Arthur Tress is a gay American photographer renowned for his diverse body of work, which encompasses surrealism and homoerotic fantasy. He was one of the first artists of the 1970s to diverge from documentary street photography to create staged, dreamlike images.
Born in Brooklyn, New York, and raised in a poor Jewish neighborhood, Tress was a lonely child, confused about his sexuality and often bullied. He took up photography in his teens, shooting the deteriorating nearby amusement parks of Coney Island.
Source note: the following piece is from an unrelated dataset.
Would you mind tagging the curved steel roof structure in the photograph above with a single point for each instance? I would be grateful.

After high school, Tress enrolled in Bard College, earning a B.F.A. in Fine Arts in 1962. He attended film school in Paris but dropped out to travel the world, spending much of his time in Africa and Asia. He developed an interest in ethnographic photography, which led to an assignment with the U.S. government, shooting documentary photos of Appalachian culture.
In 1968, the Smithsonian Institution and the Sierra Gallery in New York City presented Tress’s first solo exhibition, “Appalachia -- People and Places.” He worked for a year as a documentary photographer for AmeriCorps VISTA before the Sierra Gallery exhibited his series “Open Space in the Inner City” in 1970. The series, which reflected his concern for the environment, earned him a grant from the New York State Council on the Arts.
Tress subsequently pivoted toward staged photography. In 1972, he created his seminal series, “The Dream Collector,” steeped in Jungian archetypes, ritual, and allegory. Reminiscent of children’s nightmares, it earned him a National Endowment for the Arts grant and gave rise to an expanding portfolio of staged images. These works included “Theater of the Mind”—a series representing the hidden anguish of relationships, which earned him a second New York Council of the Arts grant—and “Arthur Tress: Facing Up, A 12-Year Survey” (alternately titled “Phallic Phantasy”), his 1980 homoerotic book of male nudes.
During the ’80s, Tress began shooting in color and expanded his staging techniques, photographing sculptures he created from found medical equipment and exploring narrative still lifes. From 1986 to 1988, his first major retrospective, “Talisman,” toured through Europe. By the 2000s, he had returned to black-and-white format and was experimenting with mid-century modern themes and abstraction.
Tress’s work is on display in many of the world’s premier institutions, including the Museum of Modern Art and the Metropolitan Museum of Art in New York, The Corcoran Gallery of Art in Washington, D.C., the Stedelijk Museum Amsterdam, and the Centre Georges Pompidou in Paris. He has published more than two dozen books.
Tress left New York in 1993 and settled in California. He resides in San Francisco.